DESIGN AND IMPLEMENTATION OF A HEAD-MOTION CONTROLLED ELECTRIC WHEELCHAIR FOR ASSISTIVE MOBILITY IN QUADRIPLEGIC PATIENTS

Abstract

Quadriplegic individuals, who have lost motor control in all four limbs, require specialized assistive technologies to achieve mobility and independence. This paper presents the design and implementation of a head-motion-controlled electric wheelchair, developed to enhance the autonomy of individuals with severe physical disabilities. The system supports two operational modes: manual and automatic, with the latter utilizing head tilt gestures to control movement. A head-mounted inertial measurement unit (IMU) detects head orientation (forward, backward, left, right), and a microcontroller translates these inputs into movement commands. The mechanical structure comprises a standard wheelchair retrofitted with DC motors and a gear reduction system, while motion control is achieved using a custom-built, relay-based H-bridge motor driver. To enhance motion detection accuracy, sensor fusion is performed using a Kalman filter. Experimental evaluation shows that the wheelchair maintains a stable forward velocity of approximately 0.5 m/s, with smooth bidirectional turning and high command recognition reliability.
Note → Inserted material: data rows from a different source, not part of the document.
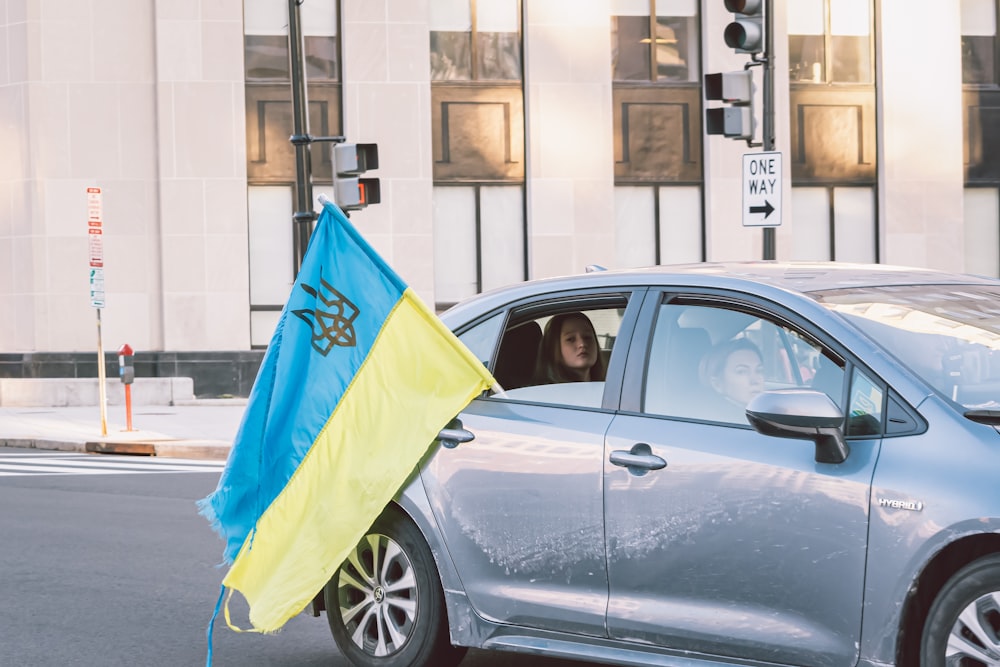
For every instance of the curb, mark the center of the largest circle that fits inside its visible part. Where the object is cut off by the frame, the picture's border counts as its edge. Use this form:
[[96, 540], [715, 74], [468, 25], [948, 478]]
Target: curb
[[214, 450]]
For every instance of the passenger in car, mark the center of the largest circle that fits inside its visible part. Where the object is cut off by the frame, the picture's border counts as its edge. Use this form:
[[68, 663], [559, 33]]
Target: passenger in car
[[569, 351], [734, 371]]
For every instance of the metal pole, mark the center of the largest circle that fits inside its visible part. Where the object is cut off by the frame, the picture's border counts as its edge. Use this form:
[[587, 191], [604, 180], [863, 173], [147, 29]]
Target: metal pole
[[303, 217], [768, 95], [101, 375]]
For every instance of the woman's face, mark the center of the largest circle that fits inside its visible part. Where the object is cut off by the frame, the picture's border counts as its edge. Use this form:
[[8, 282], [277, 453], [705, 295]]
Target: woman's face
[[578, 346], [742, 377]]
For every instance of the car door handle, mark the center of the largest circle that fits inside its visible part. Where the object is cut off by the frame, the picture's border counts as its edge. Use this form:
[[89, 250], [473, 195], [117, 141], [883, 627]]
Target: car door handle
[[641, 456], [454, 434]]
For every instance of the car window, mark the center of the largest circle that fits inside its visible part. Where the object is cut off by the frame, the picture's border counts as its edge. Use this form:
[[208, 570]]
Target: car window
[[558, 355], [865, 414], [707, 362], [482, 338]]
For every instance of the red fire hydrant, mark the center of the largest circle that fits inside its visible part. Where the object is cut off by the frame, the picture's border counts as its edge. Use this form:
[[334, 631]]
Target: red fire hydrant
[[126, 373]]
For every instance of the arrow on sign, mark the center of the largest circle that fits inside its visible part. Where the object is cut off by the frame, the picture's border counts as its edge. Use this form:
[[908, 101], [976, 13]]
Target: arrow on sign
[[766, 209]]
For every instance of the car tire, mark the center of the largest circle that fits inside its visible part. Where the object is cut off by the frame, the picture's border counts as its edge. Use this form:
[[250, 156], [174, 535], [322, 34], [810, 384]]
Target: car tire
[[385, 604], [963, 624]]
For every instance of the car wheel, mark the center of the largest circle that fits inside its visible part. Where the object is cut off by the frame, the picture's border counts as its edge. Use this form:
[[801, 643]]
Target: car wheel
[[385, 604], [963, 624]]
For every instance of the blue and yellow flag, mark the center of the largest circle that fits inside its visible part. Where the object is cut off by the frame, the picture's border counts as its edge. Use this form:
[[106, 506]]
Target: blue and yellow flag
[[355, 385]]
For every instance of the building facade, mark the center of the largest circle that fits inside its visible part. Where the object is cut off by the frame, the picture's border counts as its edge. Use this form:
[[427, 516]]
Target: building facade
[[517, 138]]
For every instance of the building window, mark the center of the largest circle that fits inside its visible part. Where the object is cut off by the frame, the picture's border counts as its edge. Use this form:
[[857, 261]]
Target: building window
[[656, 91], [830, 41], [271, 169], [475, 41], [477, 117], [979, 32], [834, 223], [655, 40]]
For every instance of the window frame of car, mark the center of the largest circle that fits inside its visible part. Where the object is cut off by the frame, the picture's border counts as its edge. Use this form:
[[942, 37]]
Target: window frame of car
[[898, 418], [533, 307]]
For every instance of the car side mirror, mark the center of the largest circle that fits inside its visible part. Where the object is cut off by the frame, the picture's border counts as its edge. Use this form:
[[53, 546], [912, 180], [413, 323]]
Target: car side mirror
[[803, 414]]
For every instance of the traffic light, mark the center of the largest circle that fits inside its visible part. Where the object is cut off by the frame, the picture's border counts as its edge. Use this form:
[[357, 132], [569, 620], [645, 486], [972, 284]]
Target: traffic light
[[735, 88], [351, 192], [746, 32]]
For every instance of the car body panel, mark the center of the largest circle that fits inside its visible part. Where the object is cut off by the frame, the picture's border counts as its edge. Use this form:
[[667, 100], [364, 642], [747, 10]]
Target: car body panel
[[520, 510], [823, 559], [733, 544]]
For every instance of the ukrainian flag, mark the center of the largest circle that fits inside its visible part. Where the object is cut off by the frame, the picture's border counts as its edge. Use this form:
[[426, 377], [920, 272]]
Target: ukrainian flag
[[355, 385]]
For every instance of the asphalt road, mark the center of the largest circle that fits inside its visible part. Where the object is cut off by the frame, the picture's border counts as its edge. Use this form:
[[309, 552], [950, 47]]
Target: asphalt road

The paper details the system architecture, hardware and software integration, control strategy, and performance assessment. Potential future improvements include emergency stop features via GSM, variable speed control, health monitoring, alternate input methods, and obstacle detection. The results affirm that the proposed system is a viable, cost-effective assistive solution, significantly improving mobility and quality of life for quadriplegic users.